Clint's making his way through the vents to Tony's new bedroom when the nightmare hits; he can hear the whimpers, the begging, and doesn't hesitate to open the panel and drop down once he's at the right one.

It's too late, the bed's empty by the time Clint's there, and no sign of the kid.

Not even sniffles.

_Jesus._ Clint winces, knowing how Tony had learned that, _why._ "Tony?"

Nothing.

"Tony, it's me, Clint, Hawkeye, it's okay." 

_But it isn't,_ that insidious little voice whispers.

_'You shut up,'_ Clint thinks back at it, getting a derisive little snicker in answer. "Tony, I promise, I _promise_ you're safe."

The ensuite bathroom is shut, as is the walk-in, and a cursory glance around the mostly shadowed room leaves only one possible hiding place.

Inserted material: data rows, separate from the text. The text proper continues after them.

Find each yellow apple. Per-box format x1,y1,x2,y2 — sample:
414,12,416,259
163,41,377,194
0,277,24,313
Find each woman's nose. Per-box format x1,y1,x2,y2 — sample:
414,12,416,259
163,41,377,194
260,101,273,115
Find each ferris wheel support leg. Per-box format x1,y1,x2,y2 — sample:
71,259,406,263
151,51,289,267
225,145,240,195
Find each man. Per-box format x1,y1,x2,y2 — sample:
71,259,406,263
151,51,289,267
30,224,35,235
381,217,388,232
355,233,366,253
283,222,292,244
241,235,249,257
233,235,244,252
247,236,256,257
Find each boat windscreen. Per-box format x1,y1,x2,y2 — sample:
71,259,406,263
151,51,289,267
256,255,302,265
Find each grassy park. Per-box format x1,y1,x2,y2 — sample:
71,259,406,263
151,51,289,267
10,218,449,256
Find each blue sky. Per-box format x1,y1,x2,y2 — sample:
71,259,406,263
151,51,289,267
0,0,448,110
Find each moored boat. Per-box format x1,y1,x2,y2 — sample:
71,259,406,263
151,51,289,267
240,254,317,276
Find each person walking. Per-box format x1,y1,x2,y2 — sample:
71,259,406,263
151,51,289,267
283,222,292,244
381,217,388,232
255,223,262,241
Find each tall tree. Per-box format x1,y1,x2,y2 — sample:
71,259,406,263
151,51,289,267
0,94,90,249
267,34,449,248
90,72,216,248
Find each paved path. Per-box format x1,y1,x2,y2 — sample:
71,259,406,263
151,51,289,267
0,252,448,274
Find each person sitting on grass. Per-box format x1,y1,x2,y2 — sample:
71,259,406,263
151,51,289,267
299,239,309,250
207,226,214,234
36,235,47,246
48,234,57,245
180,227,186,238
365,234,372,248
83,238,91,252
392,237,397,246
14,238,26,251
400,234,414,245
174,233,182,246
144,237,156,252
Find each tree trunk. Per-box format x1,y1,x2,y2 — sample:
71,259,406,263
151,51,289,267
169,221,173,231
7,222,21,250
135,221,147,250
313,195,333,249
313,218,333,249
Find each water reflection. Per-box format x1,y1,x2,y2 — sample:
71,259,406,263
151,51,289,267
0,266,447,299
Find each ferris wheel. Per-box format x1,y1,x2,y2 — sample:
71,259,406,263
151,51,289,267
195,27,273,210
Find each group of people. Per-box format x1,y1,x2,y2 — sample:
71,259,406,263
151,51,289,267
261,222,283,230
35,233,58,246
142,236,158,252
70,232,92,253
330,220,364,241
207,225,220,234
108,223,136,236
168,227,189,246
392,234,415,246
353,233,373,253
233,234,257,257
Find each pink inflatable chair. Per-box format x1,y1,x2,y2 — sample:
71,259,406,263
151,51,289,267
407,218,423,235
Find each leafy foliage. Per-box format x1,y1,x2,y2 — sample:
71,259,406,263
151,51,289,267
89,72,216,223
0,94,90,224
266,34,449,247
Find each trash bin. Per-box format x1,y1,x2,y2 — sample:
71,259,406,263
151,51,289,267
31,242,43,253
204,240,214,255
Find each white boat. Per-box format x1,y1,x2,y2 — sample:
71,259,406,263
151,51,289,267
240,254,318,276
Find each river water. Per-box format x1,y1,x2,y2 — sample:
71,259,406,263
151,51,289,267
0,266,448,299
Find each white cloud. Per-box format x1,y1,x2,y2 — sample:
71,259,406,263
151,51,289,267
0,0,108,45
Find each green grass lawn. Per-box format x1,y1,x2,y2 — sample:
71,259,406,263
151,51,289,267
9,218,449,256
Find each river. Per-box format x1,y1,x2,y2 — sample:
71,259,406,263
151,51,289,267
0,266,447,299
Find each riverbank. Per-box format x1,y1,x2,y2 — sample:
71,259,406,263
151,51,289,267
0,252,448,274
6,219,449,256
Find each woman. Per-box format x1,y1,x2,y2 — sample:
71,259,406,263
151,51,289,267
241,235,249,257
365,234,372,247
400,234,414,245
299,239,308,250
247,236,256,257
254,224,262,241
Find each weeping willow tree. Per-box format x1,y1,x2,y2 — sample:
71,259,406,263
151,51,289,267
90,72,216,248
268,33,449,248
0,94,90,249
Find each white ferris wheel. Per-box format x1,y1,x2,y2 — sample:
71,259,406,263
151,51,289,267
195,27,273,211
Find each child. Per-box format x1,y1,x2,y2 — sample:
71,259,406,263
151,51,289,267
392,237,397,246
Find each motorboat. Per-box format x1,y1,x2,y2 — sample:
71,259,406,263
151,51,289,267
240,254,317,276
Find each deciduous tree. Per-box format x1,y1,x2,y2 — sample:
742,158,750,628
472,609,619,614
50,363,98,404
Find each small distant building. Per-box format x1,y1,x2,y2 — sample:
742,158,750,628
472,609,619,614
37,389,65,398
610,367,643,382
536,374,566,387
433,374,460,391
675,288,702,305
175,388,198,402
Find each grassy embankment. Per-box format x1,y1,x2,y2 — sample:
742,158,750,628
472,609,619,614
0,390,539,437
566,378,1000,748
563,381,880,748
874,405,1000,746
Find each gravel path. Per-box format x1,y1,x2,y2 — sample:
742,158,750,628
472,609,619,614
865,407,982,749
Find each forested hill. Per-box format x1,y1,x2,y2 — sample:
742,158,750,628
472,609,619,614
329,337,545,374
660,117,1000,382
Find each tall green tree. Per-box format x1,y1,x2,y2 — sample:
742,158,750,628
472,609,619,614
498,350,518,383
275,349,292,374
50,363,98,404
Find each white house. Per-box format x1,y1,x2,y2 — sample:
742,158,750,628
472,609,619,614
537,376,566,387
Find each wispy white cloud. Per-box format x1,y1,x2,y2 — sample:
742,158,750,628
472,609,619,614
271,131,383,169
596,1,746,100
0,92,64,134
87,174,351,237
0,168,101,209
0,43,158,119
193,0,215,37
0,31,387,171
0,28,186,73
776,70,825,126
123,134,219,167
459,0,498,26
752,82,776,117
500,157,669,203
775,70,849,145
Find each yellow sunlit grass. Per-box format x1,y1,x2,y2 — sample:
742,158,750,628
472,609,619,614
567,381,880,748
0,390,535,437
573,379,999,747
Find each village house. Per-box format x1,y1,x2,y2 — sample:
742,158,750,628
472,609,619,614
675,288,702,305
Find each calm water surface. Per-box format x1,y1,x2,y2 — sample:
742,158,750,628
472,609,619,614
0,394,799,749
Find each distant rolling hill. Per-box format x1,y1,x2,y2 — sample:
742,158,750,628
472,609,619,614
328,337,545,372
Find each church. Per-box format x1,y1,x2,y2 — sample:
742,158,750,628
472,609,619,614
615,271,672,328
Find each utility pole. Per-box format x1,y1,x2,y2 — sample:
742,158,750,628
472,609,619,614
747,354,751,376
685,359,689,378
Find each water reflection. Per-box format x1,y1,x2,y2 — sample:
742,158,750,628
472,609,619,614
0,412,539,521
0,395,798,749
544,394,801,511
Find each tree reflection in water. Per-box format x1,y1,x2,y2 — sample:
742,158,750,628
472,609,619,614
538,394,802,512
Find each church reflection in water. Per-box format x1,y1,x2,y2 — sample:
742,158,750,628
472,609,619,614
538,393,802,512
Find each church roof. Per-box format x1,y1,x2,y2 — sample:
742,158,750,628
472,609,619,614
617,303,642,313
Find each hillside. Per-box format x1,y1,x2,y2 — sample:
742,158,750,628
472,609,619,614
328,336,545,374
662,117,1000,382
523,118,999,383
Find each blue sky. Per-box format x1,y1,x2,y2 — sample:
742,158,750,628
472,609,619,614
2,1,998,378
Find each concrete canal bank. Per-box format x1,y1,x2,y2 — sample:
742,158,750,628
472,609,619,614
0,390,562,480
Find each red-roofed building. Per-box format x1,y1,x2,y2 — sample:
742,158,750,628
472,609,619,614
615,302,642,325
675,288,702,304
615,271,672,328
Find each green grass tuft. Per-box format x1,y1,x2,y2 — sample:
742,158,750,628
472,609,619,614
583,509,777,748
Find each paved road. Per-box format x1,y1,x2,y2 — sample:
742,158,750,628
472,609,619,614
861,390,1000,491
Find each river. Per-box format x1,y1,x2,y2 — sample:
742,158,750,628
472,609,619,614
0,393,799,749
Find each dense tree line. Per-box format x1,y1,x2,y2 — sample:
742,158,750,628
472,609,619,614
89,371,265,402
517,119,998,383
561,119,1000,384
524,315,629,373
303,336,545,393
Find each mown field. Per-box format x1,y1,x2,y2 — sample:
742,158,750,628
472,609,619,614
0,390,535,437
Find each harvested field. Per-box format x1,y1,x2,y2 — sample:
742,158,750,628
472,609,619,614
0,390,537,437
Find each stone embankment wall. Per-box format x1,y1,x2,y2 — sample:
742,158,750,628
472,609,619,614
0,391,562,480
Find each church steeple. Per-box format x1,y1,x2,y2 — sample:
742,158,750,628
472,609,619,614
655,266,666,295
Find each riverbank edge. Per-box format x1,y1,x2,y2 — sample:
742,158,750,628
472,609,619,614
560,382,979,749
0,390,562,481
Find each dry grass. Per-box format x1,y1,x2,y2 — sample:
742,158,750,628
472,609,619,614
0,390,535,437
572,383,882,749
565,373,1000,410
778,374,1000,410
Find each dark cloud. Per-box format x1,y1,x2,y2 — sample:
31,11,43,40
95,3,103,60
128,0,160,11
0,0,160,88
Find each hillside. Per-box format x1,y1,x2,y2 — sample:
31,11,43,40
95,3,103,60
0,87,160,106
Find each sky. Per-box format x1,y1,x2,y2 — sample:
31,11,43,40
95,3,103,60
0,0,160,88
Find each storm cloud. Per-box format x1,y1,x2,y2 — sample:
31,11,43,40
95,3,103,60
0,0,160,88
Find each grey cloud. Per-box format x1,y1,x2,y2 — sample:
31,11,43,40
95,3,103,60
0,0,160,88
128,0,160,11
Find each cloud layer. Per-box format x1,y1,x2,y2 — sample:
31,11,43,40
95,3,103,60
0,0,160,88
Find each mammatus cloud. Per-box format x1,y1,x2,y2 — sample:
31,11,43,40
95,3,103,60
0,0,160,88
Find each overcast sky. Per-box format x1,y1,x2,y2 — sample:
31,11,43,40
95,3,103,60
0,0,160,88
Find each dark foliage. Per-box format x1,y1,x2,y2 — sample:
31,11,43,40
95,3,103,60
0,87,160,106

"I take it you're not coming out then, huh." Clint turns around and flops backwards on the bed. "That's okay. You can stay under there if you want, it's a good bed to hide under." He gives a little chuff of laughter, trying to keep the bitterness out of it. "I'll just...I'll just sit guard for a while, if you don't mind." He doesn't expect an answer.

There isn't one.

That's okay, though. Clint just pulls out his Starkphone and starts a new game of Angry Birds on mute.

Three levels and twenty-ish minutes later, Clint puts the game on pause and lets himself slide off the bed to his knees. All that's visible under the bed is the mostly suppressed glow from Tony's reactor, too large in that narrow chest. "You okay under there?"

"I." Tony doesn't say anything more, but it's enough to tell Clint he's calmed down some. The carpet's too soft to scrape Tony's cheek as he turns his head, and his eyes gleam a little, dull with fear and discomfort.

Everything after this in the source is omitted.